As data-hungry machine learning models demand increasing amounts of information, the market for synthetic data continues to grow. But is it as good as the real deal?
One billion photos were used to train Meta’s latest photo-recognition algorithm, a powerful demonstration of the current appetite for data. For those companies without access to platforms like Instagram, there is another answer: synthetic data.
Synthetic data is artificially created by a computer, rather than collected from the real world. These computer-generated images can be automatically annotated by the machine that creates them. Annotation is an important part of AI training and is a process where important points in a photo, such as people or objects, are labelled to help the machine learning models understand what the image depicts. They also avoid any compliance or privacy-related issues by virtue of being an original picture that doesn’t feature real people.
Such technology spares companies the challenge of sourcing and collecting thousands of real-world images, while also avoiding issues around privacy, GDPR and copyright.
“AI’s biggest bottleneck is the scarcity of privacy-compliant real-world data,” says Steve Harris, CEO of UK-based synthetic data startup Mindtech Global. “Even a simple image recognition application needs up to 100,000 training images, and each image needs to be privacy-compliant and perfectly annotated by a human.” Sourcing, annotating and cleaning of real-world data is “a monumental task”, he says, which can occupy up to 80% of a data scientist’s time.
Marek Rei is a machine learning professor at Imperial College London. “Collecting manual data is time-consuming and expensive,” he says. “If you’re able to generate data from scratch, you can essentially create endless amounts of it.
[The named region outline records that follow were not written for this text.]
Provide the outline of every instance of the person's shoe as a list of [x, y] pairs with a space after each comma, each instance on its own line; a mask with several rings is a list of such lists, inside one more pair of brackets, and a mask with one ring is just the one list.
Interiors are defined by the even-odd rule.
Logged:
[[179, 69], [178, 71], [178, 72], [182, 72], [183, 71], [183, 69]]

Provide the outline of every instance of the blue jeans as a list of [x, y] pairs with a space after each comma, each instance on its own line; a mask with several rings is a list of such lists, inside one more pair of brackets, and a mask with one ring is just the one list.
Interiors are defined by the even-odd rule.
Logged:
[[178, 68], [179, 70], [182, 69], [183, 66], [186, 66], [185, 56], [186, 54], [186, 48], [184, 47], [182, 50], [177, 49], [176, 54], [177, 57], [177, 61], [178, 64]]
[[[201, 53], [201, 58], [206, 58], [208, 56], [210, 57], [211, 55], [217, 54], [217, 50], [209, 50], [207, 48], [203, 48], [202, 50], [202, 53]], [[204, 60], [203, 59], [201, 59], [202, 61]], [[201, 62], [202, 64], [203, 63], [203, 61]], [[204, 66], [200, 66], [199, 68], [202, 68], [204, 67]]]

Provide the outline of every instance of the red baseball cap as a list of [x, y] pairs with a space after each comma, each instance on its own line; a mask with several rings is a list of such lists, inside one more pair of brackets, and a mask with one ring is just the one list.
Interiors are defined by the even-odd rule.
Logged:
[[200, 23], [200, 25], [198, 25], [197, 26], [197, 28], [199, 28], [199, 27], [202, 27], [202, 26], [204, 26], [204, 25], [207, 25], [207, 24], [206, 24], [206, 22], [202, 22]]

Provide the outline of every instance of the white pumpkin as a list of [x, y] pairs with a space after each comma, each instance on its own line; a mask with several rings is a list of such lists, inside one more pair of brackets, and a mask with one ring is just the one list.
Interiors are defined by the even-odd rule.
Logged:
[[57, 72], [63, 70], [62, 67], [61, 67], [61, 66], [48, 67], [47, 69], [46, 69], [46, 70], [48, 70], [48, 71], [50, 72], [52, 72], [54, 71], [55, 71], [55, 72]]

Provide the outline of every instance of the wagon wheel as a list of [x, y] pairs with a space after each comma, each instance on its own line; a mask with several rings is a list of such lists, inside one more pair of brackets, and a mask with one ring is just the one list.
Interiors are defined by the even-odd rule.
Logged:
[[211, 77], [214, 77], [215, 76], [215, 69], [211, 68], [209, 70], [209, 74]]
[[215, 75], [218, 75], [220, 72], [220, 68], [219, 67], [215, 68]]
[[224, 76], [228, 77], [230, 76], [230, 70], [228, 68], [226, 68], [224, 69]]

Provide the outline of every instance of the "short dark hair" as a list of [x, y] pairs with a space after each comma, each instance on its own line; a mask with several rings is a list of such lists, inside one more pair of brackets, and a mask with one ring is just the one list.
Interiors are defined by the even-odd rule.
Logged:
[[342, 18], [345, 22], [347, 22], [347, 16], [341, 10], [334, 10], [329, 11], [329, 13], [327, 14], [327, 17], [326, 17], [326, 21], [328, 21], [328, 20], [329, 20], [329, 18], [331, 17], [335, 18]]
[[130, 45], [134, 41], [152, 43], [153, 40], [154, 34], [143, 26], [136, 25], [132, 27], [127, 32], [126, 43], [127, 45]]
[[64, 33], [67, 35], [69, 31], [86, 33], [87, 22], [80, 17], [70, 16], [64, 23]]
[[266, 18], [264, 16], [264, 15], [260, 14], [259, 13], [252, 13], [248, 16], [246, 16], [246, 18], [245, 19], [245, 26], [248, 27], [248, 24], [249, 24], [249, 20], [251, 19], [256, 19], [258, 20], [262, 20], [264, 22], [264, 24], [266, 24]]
For some rare events, obtaining even 10 real examples can be difficult, whereas synthetic data can potentially provide unlimited examples.”
Thanks to these benefits, 60% of the data used for the development of AI and analytics projects will be synthetically generated by 2024, Gartner predicts, leading the consulting firm to describe it as “the future of AI”.
With previous AI models, the development process involved collecting the data, training the model, testing it and making any necessary changes before testing it again.
The issue with this method is that the data used stays the same, according to Ofir Chakon, CEO and co-founder of synthetic data company Datagen.
“The increase in performance that you get from this model-centric approach is relatively low,” he says. “In order to really get a significant improvement on the performance of your AI algorithms, you need to change your mindset. Instead of iterating on the model’s parameters, you need to iterate on the data itself.”
Datagen produces synthetic data for a range of AI applications, from facial recognition technology to driver monitoring systems, security cameras and even gesture recognition. Chakon believes such applications will become increasingly popular as more companies expand into the metaverse.
To produce the computer-generated data for a facial recognition system, Datagen scans the faces of real people from a range of ages and demographic groups. Based on this 3D information, its AI learns the composite parts of the human face so it can then start generating images of completely new people. “From scanning 100 base identities, we can create millions of new identities,” Chakon says.
For example, with enough information, the generative model could be asked to create a face of a 30-year-old white male with brown hair; it will spit out a completely new image each time.
“Based on what it learns from the real-world scans and the conditions that are put in, it can generate a completely new identity that’s not at all related to what was in the original collection of faces,” Chakon says.
Proponents of synthetic data say this can help reduce the bias that often infiltrates algorithms at the training stage. “Biased training data can result in technology solutions and products that reinforce and perpetuate real-world discrimination,” says Harris. “For example, AI systems have on many occasions been found to be poor at recognising darker skin tones. This is because the AI in question has been trained on datasets lacking diversity.”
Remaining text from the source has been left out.